Please provide me with for reasons for imposing the maximum fine in respect of count 2 in view of the fact that the accused was a first offender.


[3] I subsequently received reply from the Head of Office, Mr Endjala informing me that the presiding magistrate is no longer attached to the magistracy and that she is abroad for further studies.


[4] The accused had pleaded guilty to both charges and was subsequently questioned by the magistrate in respect of count 1. Count 2 was disposed of in terms of section 112(1)(a) of Act 51 of 1977.


[5] During the questioning in terms of s 112(1)(b) the accused admitted having been the driver of a pickup motor vehicle on a gravel road which had been involved in an accident, killing one of the passengers.


[6] The accused explained that an oryx ‘jumped into the road in front of the car’ which caused him to lose control of the motor vehicle and explained further that ‘the gentleman who was sitting next to me grabbed hold of the steering wheel as I was struggling with the steering wheel and this is when the car fell and rolled, it overturned’. The passenger who was seated in the loading box was thrown off the vehicle and killed.


[7] The magistrate hereafter continued to question the accused as follows:


‘Court: Do you agree or disagree that as a result of you losing control of the vehicle you were negligent?

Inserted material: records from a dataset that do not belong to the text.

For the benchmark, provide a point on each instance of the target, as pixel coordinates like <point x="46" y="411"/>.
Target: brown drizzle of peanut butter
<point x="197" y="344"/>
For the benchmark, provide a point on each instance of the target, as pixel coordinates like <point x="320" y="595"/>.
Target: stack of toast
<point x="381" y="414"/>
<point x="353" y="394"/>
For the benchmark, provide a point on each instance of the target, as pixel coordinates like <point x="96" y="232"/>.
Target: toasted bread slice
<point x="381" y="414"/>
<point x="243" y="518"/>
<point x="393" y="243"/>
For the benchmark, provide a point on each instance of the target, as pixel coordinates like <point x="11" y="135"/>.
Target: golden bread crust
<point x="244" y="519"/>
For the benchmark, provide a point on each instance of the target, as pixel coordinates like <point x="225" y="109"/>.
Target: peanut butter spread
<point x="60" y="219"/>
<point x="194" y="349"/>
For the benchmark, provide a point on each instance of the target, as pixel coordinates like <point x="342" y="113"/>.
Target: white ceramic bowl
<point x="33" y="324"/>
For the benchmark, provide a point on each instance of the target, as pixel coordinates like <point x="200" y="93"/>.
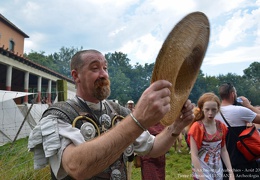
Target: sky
<point x="138" y="28"/>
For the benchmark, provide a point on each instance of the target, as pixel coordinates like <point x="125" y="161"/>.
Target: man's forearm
<point x="92" y="157"/>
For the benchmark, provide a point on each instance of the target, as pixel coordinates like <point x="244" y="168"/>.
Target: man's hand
<point x="153" y="104"/>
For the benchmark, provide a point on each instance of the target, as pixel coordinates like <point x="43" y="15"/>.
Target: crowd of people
<point x="90" y="137"/>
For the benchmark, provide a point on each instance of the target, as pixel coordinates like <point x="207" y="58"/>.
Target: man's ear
<point x="74" y="74"/>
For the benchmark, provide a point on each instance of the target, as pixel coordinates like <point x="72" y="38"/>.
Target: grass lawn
<point x="178" y="165"/>
<point x="17" y="163"/>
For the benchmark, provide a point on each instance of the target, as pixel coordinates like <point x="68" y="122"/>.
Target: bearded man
<point x="82" y="138"/>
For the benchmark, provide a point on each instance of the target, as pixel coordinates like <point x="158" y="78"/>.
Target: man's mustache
<point x="102" y="82"/>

Accused: Yes, Your Worship.

Court: And do you agree or disagree that as the result of your negligent (sic), Aloysius Witbeen was then killed in the accident.

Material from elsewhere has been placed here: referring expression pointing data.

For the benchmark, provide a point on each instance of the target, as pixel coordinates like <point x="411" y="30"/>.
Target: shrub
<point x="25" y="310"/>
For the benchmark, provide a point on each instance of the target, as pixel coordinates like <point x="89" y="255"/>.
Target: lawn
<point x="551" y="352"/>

Accused: Yes, Your Worship.

Court: Did you have the intention to kill Aloysius Witbeen?

Accused: No, Your Worship.

Court: Do you agree or disagree that as a result of your action the consequence was the death of the Complainant (sic) of Aloysius Witbeen in this matter?

Accused: No, Your Worship.

Court: Explain your answer.

Accused: It was an Oryx that jumped into the road.

Court: But did the Oryx lose control of the vehicle or was the Oryx in control of the vehicle?

Accused: I was the driver of the motor vehicle Your Worship.

Court: As the driver of a motor vehicle is it not your duty you ensure that you exercise that necessary control over the vehicle to ward of any dangers there off?

Accused: It is my responsibility, Your Worship.

Court: Once again I ask you the question that as a result of your actions or conduct and that I mean by you losing control of that vehicle it is ultimately what led to Aloysius been thrown out of that vehicle and consequently his death. Do you agree or disagree with that?

Accused: That is correct Your Worship.

Court: And do you agree or disagree that as a result of your action you negligently then killed him?

Accused: Yes Your Worship.’


[8] This is a good example of how questioning in terms of s 112(1)(b) should not be done.


The purpose of questioning in terms of section 112(1)(b) of Act 51 of 1977


[9] It appears from the case law that there is more than one objective with questioning an accused person in terms of s 112(1)b).


[10] In S v Baron 1978 (2) SA 510C at 512G it was held (per van Winsen J) that the questioning under s 112(1)(b) is an important part of the legal process and was introduced to protect an accused – especially the unrepresented or illiterate accused – against an ill-considered plea of guilty and that in the application of s 112(1)(b) there is much room for misunderstanding which can result in prejudice to an accused person.


[11] In S v Nyanga 2004 (1) SACR CPD at 201b-e Moosa J stated the purpose of s 112(1)(b) as follows:


‘Section 112(1)(b) questioning has a twofold purpose: firstly, to establish the factual basis for the plea of guilty and, secondly, to establish the legal basis for such a plea. In the first phase of the enquiry, the admissions made may not be added to by other means such as a process of inferential reasoning. (S v Nkosi 1986 (2) SA 261 (T) at 263H-J; S v Mathe 1981 (3) SA 664 (NC) at 669E-G; S v Jacobs (supra at 1117B) ). The second phase of the enquiry amounts essentially to a conclusion of law based on the admissions. From the admissions the court must conclude whether the legal requirements for the commission of the offence have been met. They are the questions of unlawfulness, actus reus and mens rea. If the court is satisfied that the admissions adequately cover all the elements of the offence, the court is entitled to convict the accused on the charge to which he pleaded guilty. (See S v Lebokeng en ‘n Ander 1978 (2) SA 674 (O) at 675G-H; S v Hendricks (supra at 187b-e; S v De Klerk 1992 (1) SACR 181 (W) at 183a-b; S v Diniso 1999 (1) SACR 532 (C) at 533g-h).’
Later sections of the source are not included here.